Dr Kurscheid is keenly aware of the technical overhead associated with complex scientific research. He says during the three and a half years of his research program, he’s had to devote one third of that time to getting the technical elements in place so that he could run the HPC analytics over the many data sets generated in the department.

He believes that moving to a cloud-based solution would have saved him nine months, freeing him up for more research in a field where “Every minute that I can spend on intellectually tackling problems will lead to some advance.”

“I think we’ve gone a long way already from the raw data to some analytical output. I would like to take that even further for essentially the whole workflow,” says Dr Kurscheid.

It’s not a trivial exercise for a research lab where every experiment and associated workflow is different – but the underlying approach demonstrates how cloud computing can deliver the platform for making genome-based analysis and diagnosis far more accessible, potentially opening up new clinical applications.

According to Rayman; “The nature of research is that you are always pushing the boundaries of techniques and are driven by the need to experiment. That’s where having a flexible environment in the cloud really shines, as you can draw on a variety of computing resources and open source tools with fewer limitations.

“Our focus at BizData has been to deliver a seamless experience for researchers using the Microsoft Cloud.. For example, today we enable a researcher to take an existing pipeline (for example in Snakemake or Galaxy) that they have already built and allow them to run secondary analysis in the cloud with as much computing power as needed, without changing a line of code. We also make it easy to analyse and collaborate on the research outputs, without having to wait for large volumes of data to download again.”

There is also a benefit for ANU. According to Dr Kurscheid; “This demonstrator is a good example of how we at ANU, at John Curtin, could use Azure to do our research and help publish it which hopefully creates more impact by stimulating more scientific discourse and more reuse of the data and citations which is good for the university.”

Critically, it also has the potential to accelerate genome research and spur its clinical application.

As Dr Kurscheid notes; “The general infrastructure is available for going from raw data – as primary as it gets – to a highly analysed and visualised result and that would probably be used for some work that we are currently finalising that’s actually looking at the 3D structure of the genome in cancer cells.
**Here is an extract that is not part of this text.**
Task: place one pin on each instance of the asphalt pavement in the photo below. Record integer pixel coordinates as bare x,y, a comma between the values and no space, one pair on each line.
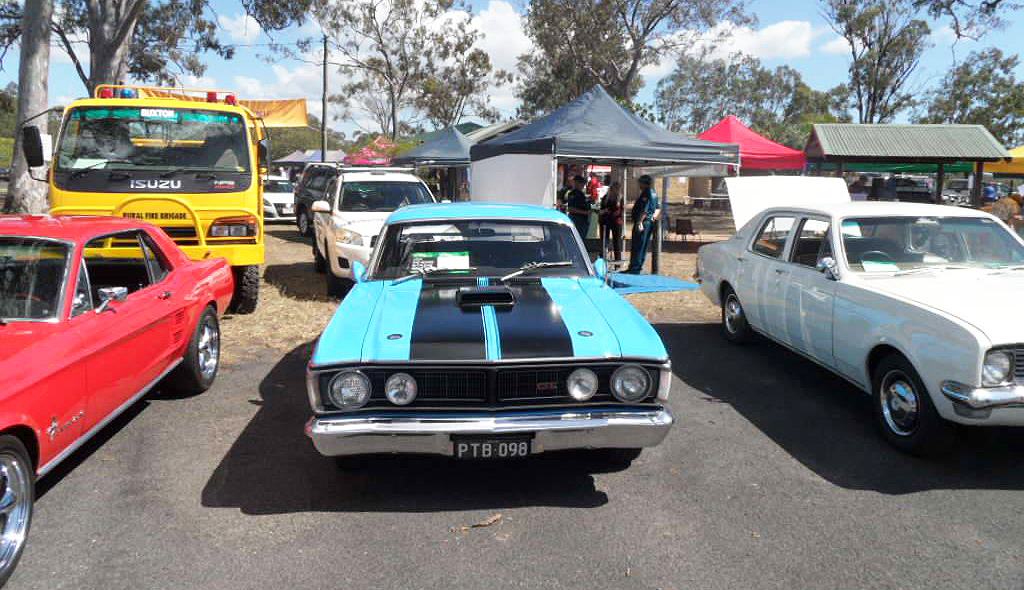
773,477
I’m envisaging that if we conduct all this analysis using Azure then also doing some really nice visualisation and exploratory analysis using the platform.”

Outside of the research sphere he suspects there will be the opportunity for new clinical applications as genome analytics platforms become more accessible and affordable.

“Part of the long-term vision is that in the medical field genomics becomes more widely available – it’s already important in rare diseases. As it becomes more common smaller hospitals or pathology services might see demand for this.

“I think that making these workflows and tools and analysis pipelines publicly available in a manner that is adaptable for others would support the broader uptake of genomics in the medical field.”